Posted on: Friday, 14 October 2005, 15:01 CDT

By JEFFREY GOLD, THE ASSOCIATED PRESS

NEWARK - In a bid to protect its best-selling drug, Procrit, a Johnson & Johnson company has accused Amgen Inc. of antitrust violations, claiming that illegal sales practices force cancer doctors to choose its competing anti-anemia drug.

"The result will be less competition, less physician and patient choice and an increased expense to the public health system," J&J's Ortho Biotech Products LP said in a lawsuit.

Amgen spokeswoman Mary Klem said Thursday: "Amgen definitely believes the allegations in the lawsuit are without merit, and we intend to vigorously defend our position."

The dispute involves Amgen's anti-anemia drug, Aranesp, which Ortho Biotech said now accounts for about two-thirds of sales to oncology clinics for products to aid red blood cell growth. Ortho Biotech said that share has risen nearly 50 percent in the past 18 months because of Amgen's illegal pricing policies.

Ortho Biotech, based in Bridgewater, claimed that Amgen penalizes oncology clinics by requiring they buy nearly all red blood cell growth drugs from Amgen if the clinics want good deals on its two white blood cell growth drugs, Neulasta and Neupogen.

Amgen has a near-monopoly for the lifesaving white blood cell drugs, with 98 percent of clinic sales, said Ortho Biotech, which does not have a competing product.

Failure to buy at least 75 percent of red blood cell drugs from Amgen means that a clinic will have to buy Neulasta and Neupogen at prices that exceed government reimbursement, the suit said.

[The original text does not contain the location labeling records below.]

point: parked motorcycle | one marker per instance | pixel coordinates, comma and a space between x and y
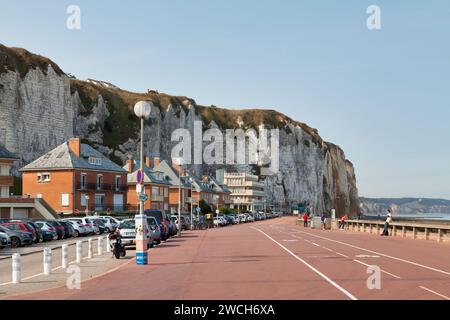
117, 247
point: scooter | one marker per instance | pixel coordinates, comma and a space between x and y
117, 247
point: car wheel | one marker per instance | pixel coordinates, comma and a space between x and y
15, 242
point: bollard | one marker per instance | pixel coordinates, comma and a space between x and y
90, 253
17, 268
47, 261
79, 251
100, 246
65, 256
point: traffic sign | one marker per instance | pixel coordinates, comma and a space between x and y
139, 176
143, 197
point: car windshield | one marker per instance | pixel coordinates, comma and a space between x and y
127, 224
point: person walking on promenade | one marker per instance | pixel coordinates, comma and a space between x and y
322, 221
342, 222
305, 219
386, 223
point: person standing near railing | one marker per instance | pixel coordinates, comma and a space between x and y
386, 223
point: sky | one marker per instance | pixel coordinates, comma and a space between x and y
382, 95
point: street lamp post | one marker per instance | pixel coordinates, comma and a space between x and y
87, 204
142, 109
192, 203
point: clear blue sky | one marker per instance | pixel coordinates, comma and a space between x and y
383, 96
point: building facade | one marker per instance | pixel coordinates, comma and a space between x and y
75, 178
156, 186
247, 192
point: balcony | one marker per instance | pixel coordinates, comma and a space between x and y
7, 181
102, 187
157, 198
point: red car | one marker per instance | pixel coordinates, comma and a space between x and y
22, 227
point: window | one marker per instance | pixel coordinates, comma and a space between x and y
43, 177
117, 183
99, 182
65, 199
83, 181
83, 200
95, 161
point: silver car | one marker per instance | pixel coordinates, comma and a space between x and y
127, 230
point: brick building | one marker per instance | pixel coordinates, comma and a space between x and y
74, 177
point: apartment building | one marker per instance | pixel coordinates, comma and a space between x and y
247, 191
75, 178
156, 186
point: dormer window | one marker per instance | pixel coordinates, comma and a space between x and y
95, 161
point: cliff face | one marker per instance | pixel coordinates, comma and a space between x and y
40, 107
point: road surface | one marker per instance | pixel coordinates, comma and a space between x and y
276, 259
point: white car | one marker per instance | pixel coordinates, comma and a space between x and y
4, 240
86, 223
80, 230
116, 221
127, 230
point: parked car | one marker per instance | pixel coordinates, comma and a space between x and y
163, 225
22, 227
18, 238
68, 230
5, 240
47, 230
78, 228
33, 226
101, 225
86, 222
127, 230
110, 224
60, 231
155, 230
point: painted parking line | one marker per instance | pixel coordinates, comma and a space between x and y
434, 292
381, 254
334, 284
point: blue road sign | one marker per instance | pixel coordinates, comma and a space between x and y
139, 176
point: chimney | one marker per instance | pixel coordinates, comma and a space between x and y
75, 146
130, 164
148, 162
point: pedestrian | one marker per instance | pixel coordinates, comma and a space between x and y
342, 222
322, 221
305, 220
386, 223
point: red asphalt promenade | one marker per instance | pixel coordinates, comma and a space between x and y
275, 259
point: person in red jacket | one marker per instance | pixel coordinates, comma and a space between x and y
305, 220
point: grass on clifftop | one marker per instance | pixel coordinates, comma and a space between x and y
22, 61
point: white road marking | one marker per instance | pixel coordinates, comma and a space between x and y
343, 255
436, 293
382, 254
368, 265
348, 294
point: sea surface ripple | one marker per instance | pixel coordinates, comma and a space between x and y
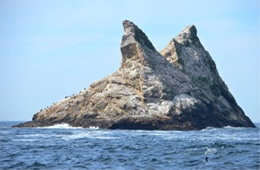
64, 147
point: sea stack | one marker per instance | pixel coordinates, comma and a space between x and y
178, 88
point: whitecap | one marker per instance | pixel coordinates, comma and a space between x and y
93, 127
210, 151
90, 135
24, 140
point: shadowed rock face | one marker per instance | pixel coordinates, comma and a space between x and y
178, 88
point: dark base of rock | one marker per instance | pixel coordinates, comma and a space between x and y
178, 88
137, 123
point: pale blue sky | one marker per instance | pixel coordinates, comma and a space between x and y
50, 48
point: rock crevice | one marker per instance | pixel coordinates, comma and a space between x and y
178, 88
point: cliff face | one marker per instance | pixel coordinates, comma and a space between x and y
178, 88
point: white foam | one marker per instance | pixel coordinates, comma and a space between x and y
61, 126
210, 151
90, 135
93, 127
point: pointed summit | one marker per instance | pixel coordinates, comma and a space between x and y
134, 42
178, 89
188, 35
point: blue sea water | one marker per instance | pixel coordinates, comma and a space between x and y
64, 147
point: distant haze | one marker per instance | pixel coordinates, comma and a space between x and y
52, 49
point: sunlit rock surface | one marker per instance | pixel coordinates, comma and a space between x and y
177, 88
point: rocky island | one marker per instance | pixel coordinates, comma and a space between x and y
178, 88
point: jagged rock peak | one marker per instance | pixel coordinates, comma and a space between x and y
135, 35
179, 89
187, 34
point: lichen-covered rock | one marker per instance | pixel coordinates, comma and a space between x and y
178, 88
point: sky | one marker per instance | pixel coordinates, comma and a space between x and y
54, 48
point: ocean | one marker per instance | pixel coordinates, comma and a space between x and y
65, 147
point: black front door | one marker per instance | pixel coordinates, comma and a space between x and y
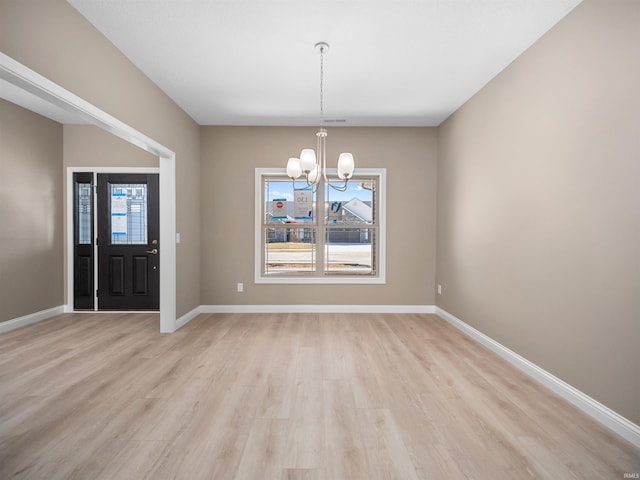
128, 242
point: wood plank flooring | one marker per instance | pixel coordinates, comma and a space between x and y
283, 396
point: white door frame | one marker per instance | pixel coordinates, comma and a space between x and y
32, 82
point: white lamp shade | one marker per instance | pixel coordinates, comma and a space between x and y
314, 175
346, 166
307, 160
294, 170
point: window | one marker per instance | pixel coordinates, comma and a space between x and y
321, 235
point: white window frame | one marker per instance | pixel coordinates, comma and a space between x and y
379, 278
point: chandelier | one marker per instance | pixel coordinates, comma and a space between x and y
313, 164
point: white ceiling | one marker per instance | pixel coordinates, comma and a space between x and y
390, 62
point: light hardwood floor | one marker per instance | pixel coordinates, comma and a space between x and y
283, 396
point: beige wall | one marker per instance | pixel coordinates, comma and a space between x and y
539, 205
229, 158
52, 38
31, 227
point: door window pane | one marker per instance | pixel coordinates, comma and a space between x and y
84, 194
128, 213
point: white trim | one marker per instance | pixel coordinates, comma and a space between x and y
187, 317
31, 318
21, 76
607, 417
317, 309
378, 279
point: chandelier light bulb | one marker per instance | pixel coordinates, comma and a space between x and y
294, 170
346, 166
307, 160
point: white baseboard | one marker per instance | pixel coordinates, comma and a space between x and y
187, 317
31, 318
610, 419
318, 309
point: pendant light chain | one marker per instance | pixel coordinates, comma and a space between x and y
321, 85
313, 164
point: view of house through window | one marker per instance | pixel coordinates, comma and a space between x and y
319, 232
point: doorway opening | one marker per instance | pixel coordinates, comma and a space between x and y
116, 240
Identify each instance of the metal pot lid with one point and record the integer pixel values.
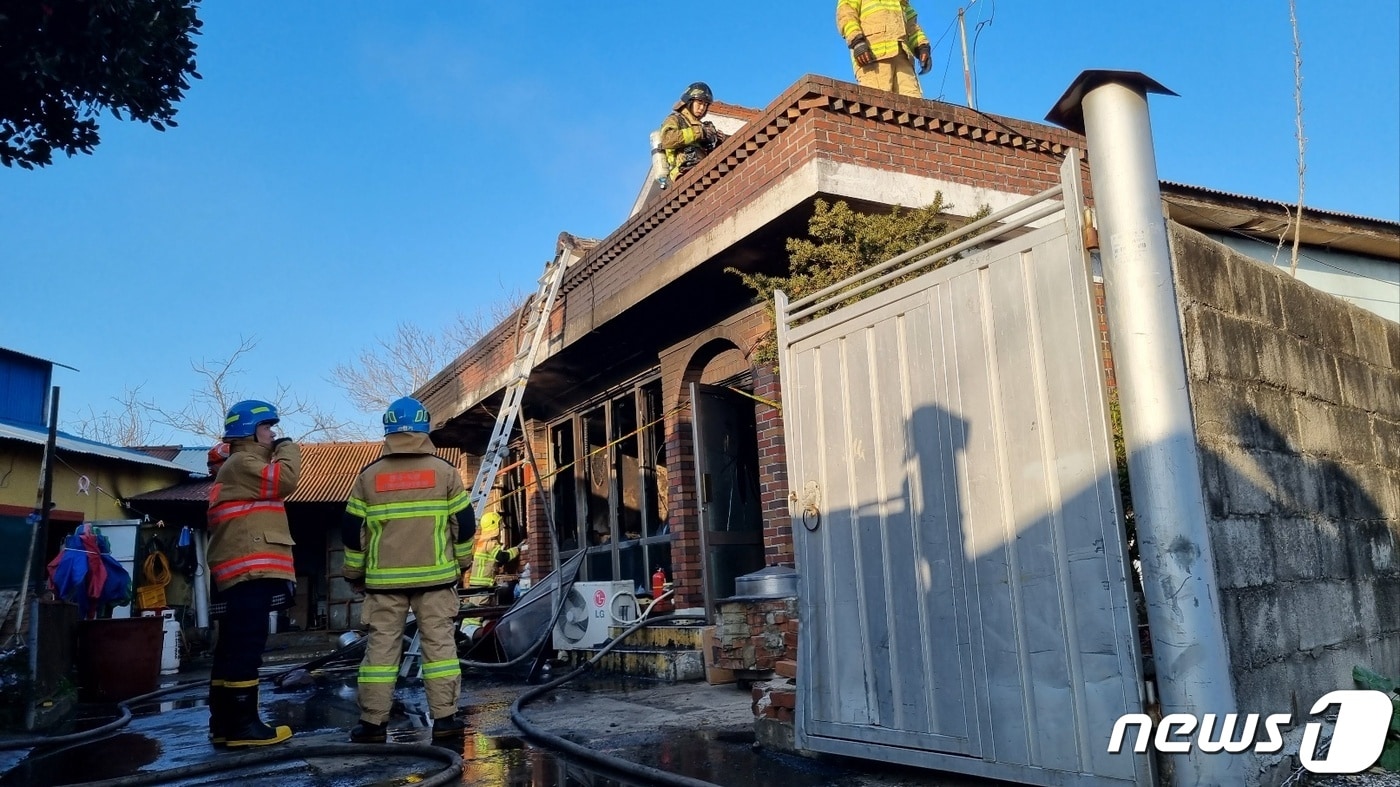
(769, 572)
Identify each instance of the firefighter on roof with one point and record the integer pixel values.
(408, 535)
(885, 41)
(686, 136)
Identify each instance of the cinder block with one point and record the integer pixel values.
(1245, 489)
(1302, 310)
(1297, 549)
(1355, 380)
(1319, 434)
(1273, 420)
(1386, 387)
(1253, 626)
(1369, 332)
(1217, 405)
(1323, 614)
(1269, 356)
(1243, 558)
(1203, 270)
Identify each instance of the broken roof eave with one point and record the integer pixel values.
(816, 177)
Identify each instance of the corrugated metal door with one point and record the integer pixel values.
(963, 581)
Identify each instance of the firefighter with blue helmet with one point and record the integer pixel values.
(249, 560)
(408, 534)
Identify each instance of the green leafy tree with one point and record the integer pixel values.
(62, 62)
(843, 242)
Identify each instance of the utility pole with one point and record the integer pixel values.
(962, 31)
(45, 493)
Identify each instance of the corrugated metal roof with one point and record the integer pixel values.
(328, 471)
(1176, 186)
(167, 453)
(34, 357)
(80, 446)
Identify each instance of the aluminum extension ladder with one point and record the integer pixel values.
(536, 325)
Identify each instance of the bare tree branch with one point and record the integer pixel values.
(203, 415)
(1302, 140)
(406, 360)
(126, 425)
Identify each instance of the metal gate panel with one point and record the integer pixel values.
(963, 579)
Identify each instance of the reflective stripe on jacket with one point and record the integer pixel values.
(248, 532)
(682, 140)
(402, 527)
(888, 25)
(483, 562)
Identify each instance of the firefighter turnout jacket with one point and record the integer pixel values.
(248, 532)
(889, 25)
(409, 520)
(683, 142)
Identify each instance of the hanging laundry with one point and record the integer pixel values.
(86, 573)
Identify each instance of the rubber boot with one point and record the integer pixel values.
(244, 726)
(217, 713)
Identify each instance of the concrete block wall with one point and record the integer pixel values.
(1297, 406)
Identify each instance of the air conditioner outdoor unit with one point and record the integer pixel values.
(590, 609)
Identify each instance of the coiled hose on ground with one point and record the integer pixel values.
(454, 759)
(653, 775)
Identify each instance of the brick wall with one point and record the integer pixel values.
(756, 635)
(1297, 404)
(815, 119)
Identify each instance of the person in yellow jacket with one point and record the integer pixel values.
(686, 136)
(489, 555)
(249, 559)
(408, 534)
(885, 39)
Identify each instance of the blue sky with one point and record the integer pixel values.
(345, 167)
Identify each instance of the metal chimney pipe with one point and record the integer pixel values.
(1164, 465)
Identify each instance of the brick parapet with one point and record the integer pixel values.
(816, 118)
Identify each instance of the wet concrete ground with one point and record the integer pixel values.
(693, 730)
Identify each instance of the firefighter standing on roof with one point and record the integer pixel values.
(408, 535)
(249, 558)
(885, 41)
(686, 136)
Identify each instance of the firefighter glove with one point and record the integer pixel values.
(711, 135)
(861, 49)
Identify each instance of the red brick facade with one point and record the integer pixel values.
(815, 119)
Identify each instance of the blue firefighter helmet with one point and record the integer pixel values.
(406, 415)
(244, 418)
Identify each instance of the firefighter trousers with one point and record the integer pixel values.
(384, 616)
(895, 74)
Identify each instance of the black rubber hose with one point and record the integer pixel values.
(653, 775)
(251, 759)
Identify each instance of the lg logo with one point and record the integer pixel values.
(1360, 734)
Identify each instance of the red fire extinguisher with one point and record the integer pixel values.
(658, 586)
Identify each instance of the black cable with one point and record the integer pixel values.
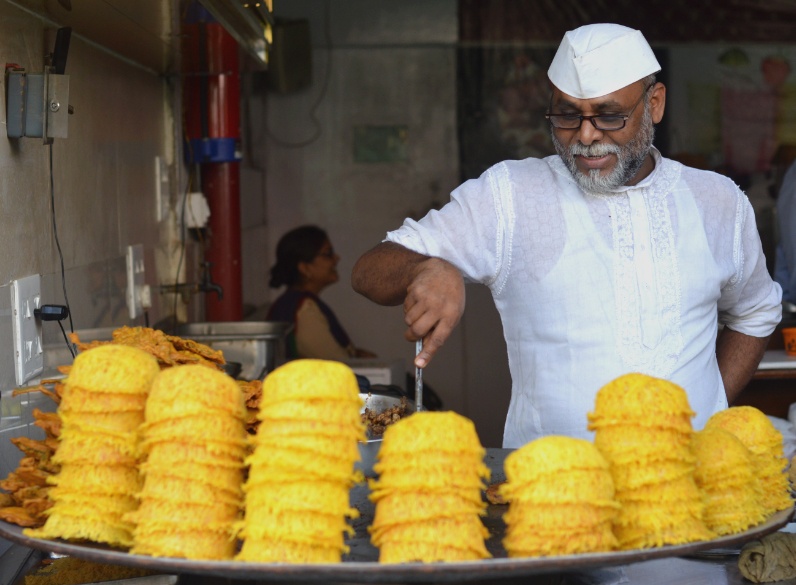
(183, 230)
(314, 109)
(68, 345)
(60, 253)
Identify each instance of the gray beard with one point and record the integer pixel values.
(629, 158)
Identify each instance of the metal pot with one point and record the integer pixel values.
(369, 450)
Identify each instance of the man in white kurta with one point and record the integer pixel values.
(603, 260)
(590, 287)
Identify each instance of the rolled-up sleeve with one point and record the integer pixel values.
(751, 303)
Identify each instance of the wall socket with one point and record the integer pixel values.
(28, 350)
(135, 280)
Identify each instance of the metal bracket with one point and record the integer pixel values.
(37, 104)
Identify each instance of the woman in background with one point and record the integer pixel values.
(306, 263)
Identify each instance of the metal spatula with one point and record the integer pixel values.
(418, 378)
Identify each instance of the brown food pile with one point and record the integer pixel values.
(377, 422)
(27, 487)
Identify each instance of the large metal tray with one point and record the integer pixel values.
(361, 564)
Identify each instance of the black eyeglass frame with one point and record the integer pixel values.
(623, 117)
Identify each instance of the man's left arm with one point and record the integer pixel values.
(738, 356)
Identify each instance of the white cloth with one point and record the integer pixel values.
(587, 62)
(592, 287)
(785, 260)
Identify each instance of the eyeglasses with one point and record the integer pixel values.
(608, 122)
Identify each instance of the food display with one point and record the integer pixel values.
(302, 467)
(173, 463)
(99, 478)
(764, 442)
(561, 498)
(428, 494)
(726, 477)
(193, 443)
(642, 426)
(26, 489)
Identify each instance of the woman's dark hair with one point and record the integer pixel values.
(301, 244)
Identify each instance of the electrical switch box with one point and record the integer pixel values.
(26, 328)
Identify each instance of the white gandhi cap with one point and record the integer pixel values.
(598, 59)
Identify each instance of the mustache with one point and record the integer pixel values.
(596, 149)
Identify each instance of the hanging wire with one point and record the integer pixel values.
(314, 109)
(71, 346)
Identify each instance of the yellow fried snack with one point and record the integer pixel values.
(302, 466)
(725, 474)
(431, 514)
(194, 441)
(759, 435)
(633, 397)
(193, 390)
(98, 453)
(642, 428)
(441, 432)
(308, 380)
(114, 369)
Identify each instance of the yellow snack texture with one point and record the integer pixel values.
(96, 485)
(194, 444)
(302, 465)
(642, 428)
(188, 390)
(765, 443)
(547, 479)
(431, 514)
(114, 369)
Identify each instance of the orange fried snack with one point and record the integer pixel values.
(167, 349)
(99, 479)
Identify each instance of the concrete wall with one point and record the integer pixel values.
(103, 175)
(377, 64)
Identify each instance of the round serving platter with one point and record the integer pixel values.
(361, 564)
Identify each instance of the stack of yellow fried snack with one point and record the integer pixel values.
(101, 409)
(194, 440)
(725, 474)
(302, 467)
(764, 441)
(428, 493)
(643, 428)
(561, 499)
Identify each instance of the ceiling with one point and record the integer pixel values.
(661, 21)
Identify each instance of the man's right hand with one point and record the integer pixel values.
(433, 306)
(431, 290)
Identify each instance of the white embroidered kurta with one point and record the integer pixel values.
(590, 287)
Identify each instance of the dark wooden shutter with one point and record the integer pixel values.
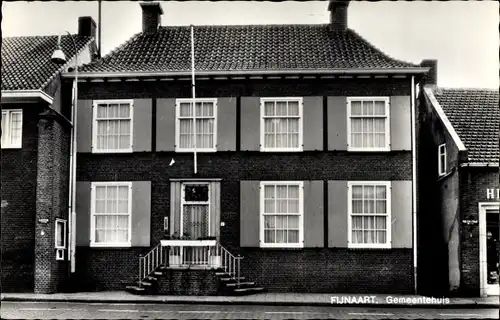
(313, 214)
(249, 214)
(82, 207)
(141, 214)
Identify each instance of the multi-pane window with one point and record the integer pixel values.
(281, 219)
(205, 130)
(12, 128)
(111, 213)
(369, 209)
(442, 159)
(281, 124)
(113, 126)
(368, 124)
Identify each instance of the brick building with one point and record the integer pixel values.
(35, 151)
(458, 152)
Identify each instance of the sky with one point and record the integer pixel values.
(462, 35)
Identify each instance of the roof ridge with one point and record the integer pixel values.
(378, 50)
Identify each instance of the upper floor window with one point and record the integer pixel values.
(12, 128)
(111, 211)
(442, 160)
(281, 214)
(281, 124)
(368, 124)
(112, 126)
(369, 209)
(202, 123)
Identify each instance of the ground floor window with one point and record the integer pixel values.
(111, 219)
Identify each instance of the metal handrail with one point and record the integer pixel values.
(149, 262)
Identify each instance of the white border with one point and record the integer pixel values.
(7, 131)
(387, 124)
(483, 271)
(92, 211)
(440, 154)
(177, 124)
(388, 186)
(300, 100)
(94, 126)
(300, 244)
(183, 202)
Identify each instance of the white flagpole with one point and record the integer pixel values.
(194, 104)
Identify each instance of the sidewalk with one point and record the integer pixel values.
(284, 299)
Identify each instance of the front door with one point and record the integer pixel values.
(195, 210)
(490, 243)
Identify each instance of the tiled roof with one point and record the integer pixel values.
(475, 115)
(245, 48)
(26, 61)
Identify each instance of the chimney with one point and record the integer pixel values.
(86, 27)
(338, 14)
(151, 16)
(431, 77)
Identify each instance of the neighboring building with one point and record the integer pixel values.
(304, 160)
(458, 156)
(35, 153)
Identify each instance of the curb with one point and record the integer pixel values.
(263, 303)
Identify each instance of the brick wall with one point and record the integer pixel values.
(18, 175)
(473, 185)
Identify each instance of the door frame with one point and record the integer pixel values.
(183, 202)
(484, 288)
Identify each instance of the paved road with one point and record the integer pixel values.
(62, 310)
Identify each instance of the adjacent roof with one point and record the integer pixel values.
(245, 48)
(26, 61)
(475, 115)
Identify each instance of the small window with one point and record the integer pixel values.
(12, 128)
(281, 124)
(442, 160)
(113, 126)
(368, 124)
(111, 206)
(281, 214)
(60, 236)
(205, 129)
(369, 221)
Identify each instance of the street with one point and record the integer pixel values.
(63, 310)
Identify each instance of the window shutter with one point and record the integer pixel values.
(84, 125)
(313, 123)
(337, 214)
(250, 123)
(82, 207)
(142, 110)
(313, 214)
(249, 214)
(400, 122)
(165, 125)
(141, 214)
(175, 207)
(215, 209)
(226, 124)
(401, 214)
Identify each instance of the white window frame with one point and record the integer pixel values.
(300, 244)
(442, 163)
(62, 222)
(387, 116)
(184, 202)
(388, 243)
(177, 124)
(93, 214)
(300, 100)
(6, 131)
(94, 126)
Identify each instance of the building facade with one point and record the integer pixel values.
(458, 189)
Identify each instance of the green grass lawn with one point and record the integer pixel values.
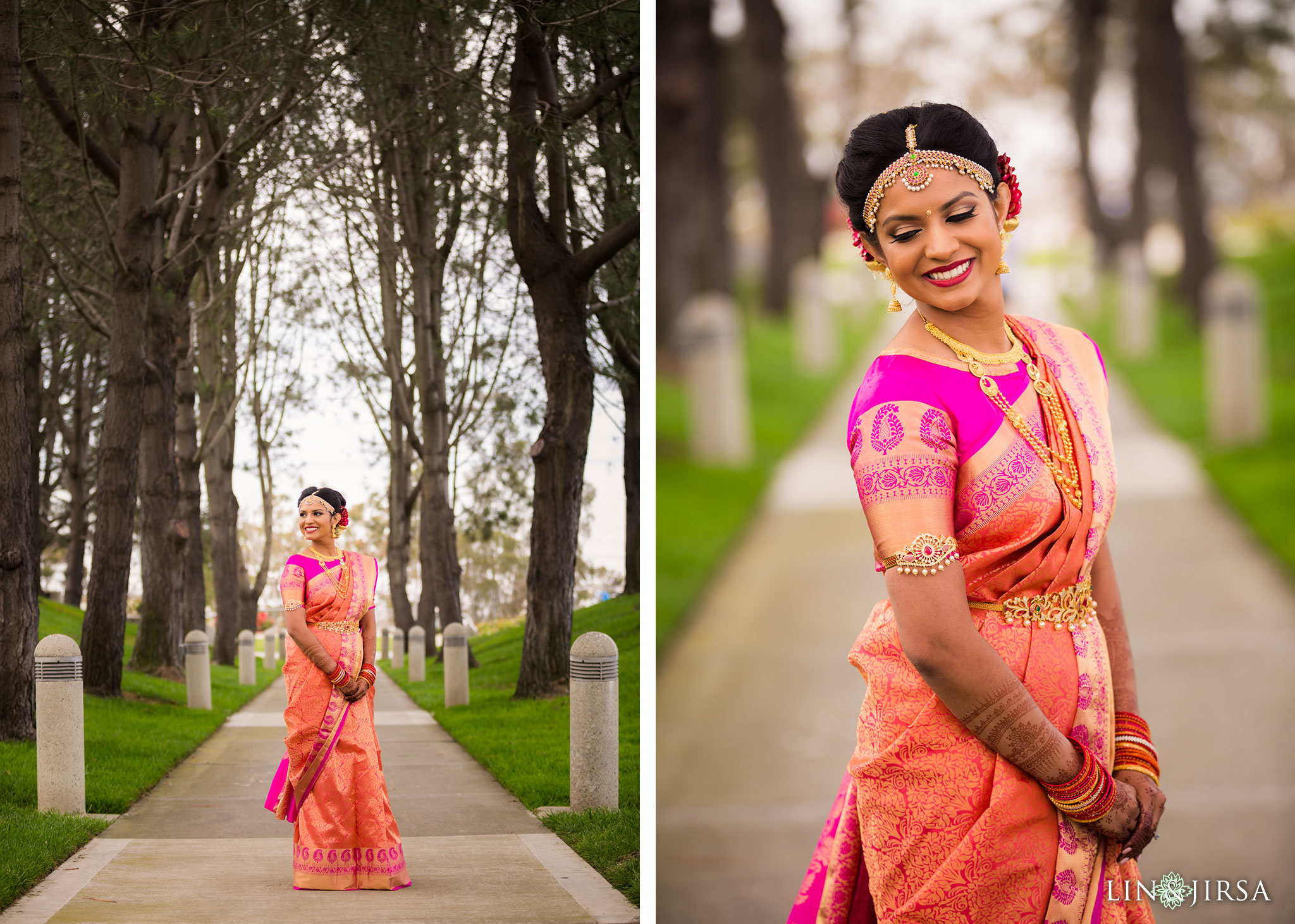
(1258, 480)
(130, 745)
(701, 510)
(526, 743)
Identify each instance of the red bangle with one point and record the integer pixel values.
(1134, 747)
(1089, 795)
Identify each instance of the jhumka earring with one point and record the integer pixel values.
(894, 303)
(1005, 236)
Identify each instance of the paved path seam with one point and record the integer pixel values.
(201, 847)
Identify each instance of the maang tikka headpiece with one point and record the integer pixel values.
(316, 497)
(914, 170)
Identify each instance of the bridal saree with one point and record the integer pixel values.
(930, 826)
(331, 783)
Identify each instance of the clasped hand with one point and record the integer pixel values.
(1139, 805)
(1150, 803)
(354, 689)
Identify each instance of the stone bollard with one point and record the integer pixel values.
(1136, 321)
(816, 338)
(455, 638)
(396, 648)
(595, 724)
(709, 334)
(417, 655)
(60, 727)
(270, 640)
(197, 669)
(1236, 360)
(247, 659)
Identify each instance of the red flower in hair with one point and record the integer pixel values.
(859, 241)
(1009, 176)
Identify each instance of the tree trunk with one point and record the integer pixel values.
(195, 595)
(619, 319)
(163, 532)
(793, 197)
(34, 392)
(75, 475)
(1087, 20)
(560, 454)
(630, 398)
(398, 531)
(557, 281)
(250, 590)
(248, 594)
(693, 243)
(1169, 138)
(215, 392)
(399, 501)
(18, 612)
(104, 629)
(438, 549)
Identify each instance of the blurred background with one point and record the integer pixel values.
(1155, 148)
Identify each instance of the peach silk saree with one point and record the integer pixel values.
(930, 825)
(331, 784)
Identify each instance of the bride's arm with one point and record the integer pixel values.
(940, 640)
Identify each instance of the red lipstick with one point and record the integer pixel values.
(956, 280)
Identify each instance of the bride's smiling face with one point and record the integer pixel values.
(942, 242)
(315, 522)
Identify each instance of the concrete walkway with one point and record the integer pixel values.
(757, 705)
(202, 847)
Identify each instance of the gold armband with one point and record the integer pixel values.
(924, 556)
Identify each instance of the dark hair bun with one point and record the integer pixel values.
(332, 497)
(878, 142)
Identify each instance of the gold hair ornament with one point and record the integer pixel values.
(301, 505)
(914, 170)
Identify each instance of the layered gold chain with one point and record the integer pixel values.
(343, 581)
(1064, 466)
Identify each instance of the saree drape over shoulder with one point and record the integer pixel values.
(332, 784)
(930, 826)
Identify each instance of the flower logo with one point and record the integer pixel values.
(1172, 891)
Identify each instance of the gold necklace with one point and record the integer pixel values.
(343, 581)
(1064, 466)
(1012, 358)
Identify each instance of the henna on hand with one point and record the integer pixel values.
(1009, 722)
(1122, 820)
(1151, 801)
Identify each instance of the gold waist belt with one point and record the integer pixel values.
(1071, 607)
(345, 627)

The Aranesp share must be at least 90 percent for clinics to receive the same price they got prior to Oct. 1, the lawsuit said.

Ortho Biotech wants Amgen, based in Thousand Oaks, Calif., barred from continuing the pricing practice regarding the drugs, and to pay Ortho Biotech unspecified monetary damages, according to the lawsuit, filed Tuesday in U.S. District Court in Trenton.